Mistake #3 was that they perhaps weren’t sufficiently skeptical about the wider implications of the change, including why unencoded parameters hadn’t previously been an issue.
The change was deployed to development and pass to designer for review. They were happy to see an unusually comprehensive test script, so followed it and further approved the PR.
Mistake #4 was that they were so directed by the test script that they didn’t do any further testing.
The change was pushed to staging, and again manually tested and signed-off.
Mistake #5 was that although staging contains very different (i.e. more realistic) data than development, a full regression test wasn’t performed as would normally be the case, because the fix appeared so targeted and there was pressure to ship the change.
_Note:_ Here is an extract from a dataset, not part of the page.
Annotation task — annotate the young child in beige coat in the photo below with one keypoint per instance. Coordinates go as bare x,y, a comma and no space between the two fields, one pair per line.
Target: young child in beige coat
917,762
In the meantime another developer noticed that pagination was broken on the development system.
Mistake #6 was my assumption that this was a recurrence of a (rare) race condition under separate investigation.
Eventually another member of the team noticed breakage in a seemingly unconnected part of the app i.e. assignment of users to groups. The ultimate cause of this was the search method, despite its name, was not only used for search but also for retrieval of resources by ID(s). But in this case the comma separated list of IDs was encoded before calling the function. Pagination had also silently broken because it relied on a continuation token being passed to the search function, which had also already been encoded.
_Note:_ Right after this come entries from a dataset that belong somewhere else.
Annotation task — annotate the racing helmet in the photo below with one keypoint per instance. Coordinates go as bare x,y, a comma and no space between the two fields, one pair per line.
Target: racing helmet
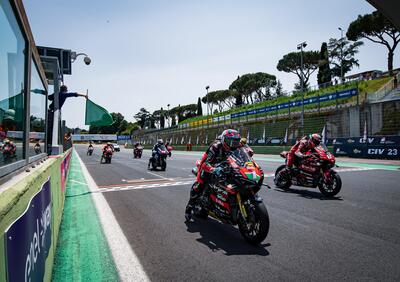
63,88
230,139
315,139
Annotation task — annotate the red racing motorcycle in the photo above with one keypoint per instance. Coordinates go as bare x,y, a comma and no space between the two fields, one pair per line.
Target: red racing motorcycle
107,155
233,198
313,171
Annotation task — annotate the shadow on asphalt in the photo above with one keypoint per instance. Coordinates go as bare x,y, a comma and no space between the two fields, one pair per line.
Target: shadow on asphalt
224,237
308,194
78,195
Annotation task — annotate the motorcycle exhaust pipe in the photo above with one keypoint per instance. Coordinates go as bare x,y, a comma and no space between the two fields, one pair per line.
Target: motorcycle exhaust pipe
269,187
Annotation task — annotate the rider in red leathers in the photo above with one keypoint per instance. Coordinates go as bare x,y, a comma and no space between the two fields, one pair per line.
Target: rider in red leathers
108,145
299,150
217,152
248,149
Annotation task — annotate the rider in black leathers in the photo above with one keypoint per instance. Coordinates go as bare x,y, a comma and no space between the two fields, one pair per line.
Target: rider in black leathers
160,143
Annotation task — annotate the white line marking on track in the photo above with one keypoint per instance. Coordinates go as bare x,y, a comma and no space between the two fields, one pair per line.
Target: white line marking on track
145,186
127,263
76,181
155,174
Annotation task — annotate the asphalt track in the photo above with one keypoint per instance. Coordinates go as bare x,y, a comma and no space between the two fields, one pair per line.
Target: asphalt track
352,237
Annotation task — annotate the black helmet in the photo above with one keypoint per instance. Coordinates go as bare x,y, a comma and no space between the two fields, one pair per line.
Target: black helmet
63,88
230,139
315,139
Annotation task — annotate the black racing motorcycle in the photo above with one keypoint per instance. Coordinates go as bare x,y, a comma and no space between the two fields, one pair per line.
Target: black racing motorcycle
137,152
233,198
159,158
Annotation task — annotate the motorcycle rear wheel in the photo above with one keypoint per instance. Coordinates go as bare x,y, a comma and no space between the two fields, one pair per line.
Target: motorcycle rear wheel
154,164
256,227
282,181
163,165
331,190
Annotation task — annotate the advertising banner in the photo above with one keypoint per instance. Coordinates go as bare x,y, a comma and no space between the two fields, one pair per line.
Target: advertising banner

Mistake #7 was not having comprehensive E2E tests for these features.
So we learnt some lessons:
- Actively discourage deference to other developers who are more experienced or more familiar with the code in questions - this does not make anyone infallible. It’s good to regard all changes with skepticism!
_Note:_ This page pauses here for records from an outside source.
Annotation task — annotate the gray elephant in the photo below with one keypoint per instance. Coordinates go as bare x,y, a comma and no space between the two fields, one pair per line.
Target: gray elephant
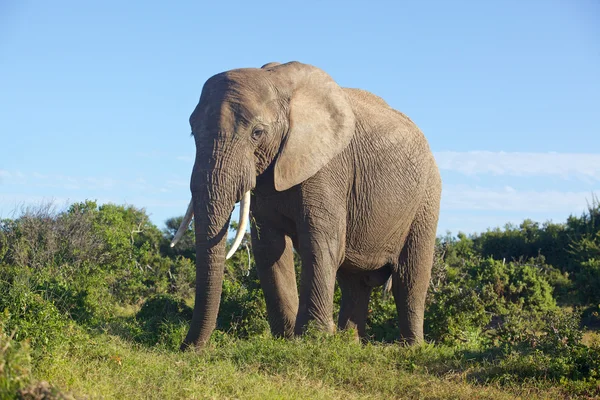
335,173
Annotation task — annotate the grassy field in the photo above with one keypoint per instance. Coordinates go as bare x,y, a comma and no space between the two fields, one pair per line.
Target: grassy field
326,368
94,304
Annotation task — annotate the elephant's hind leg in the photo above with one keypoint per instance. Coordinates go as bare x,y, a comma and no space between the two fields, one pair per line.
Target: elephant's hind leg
410,280
354,307
273,252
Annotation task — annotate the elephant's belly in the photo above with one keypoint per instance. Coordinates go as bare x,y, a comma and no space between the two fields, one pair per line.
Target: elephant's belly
376,237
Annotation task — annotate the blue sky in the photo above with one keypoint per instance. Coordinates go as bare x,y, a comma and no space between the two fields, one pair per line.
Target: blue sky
95,96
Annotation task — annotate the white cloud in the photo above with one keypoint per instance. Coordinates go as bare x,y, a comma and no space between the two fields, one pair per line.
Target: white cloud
462,197
584,166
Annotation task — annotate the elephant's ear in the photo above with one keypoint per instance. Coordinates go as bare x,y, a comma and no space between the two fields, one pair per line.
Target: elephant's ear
321,120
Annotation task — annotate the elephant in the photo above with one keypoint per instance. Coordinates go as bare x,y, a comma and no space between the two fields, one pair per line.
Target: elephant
336,174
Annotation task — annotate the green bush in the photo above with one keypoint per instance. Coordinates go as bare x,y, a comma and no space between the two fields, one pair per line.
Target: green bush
164,320
15,364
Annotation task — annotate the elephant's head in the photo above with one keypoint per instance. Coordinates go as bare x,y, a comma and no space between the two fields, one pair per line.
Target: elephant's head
290,117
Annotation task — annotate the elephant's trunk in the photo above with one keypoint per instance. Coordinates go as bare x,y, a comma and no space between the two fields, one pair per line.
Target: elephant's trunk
211,225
- Don’t assume that code changes only have local effects
- Automate tests wherever possible, but if you rely on manual testing then ensure that it is done with discipline
And we made some changes:
- Perform acceptance tests in staging, and do regression testing without exception
- Improve E2E test coverage
- Consider how typing can be used to distinguish between raw and encoded inputs
All in all this was an educational (if sobering) experience. The issue and fix were fairly mundane, but as an experienced developer it was surprising (to me) how many classic traps I fell into, and how many improvements could be made as a result of a thinking thoroughly about the root causes. This is a very real example of how mistakes are an opportunity to learn!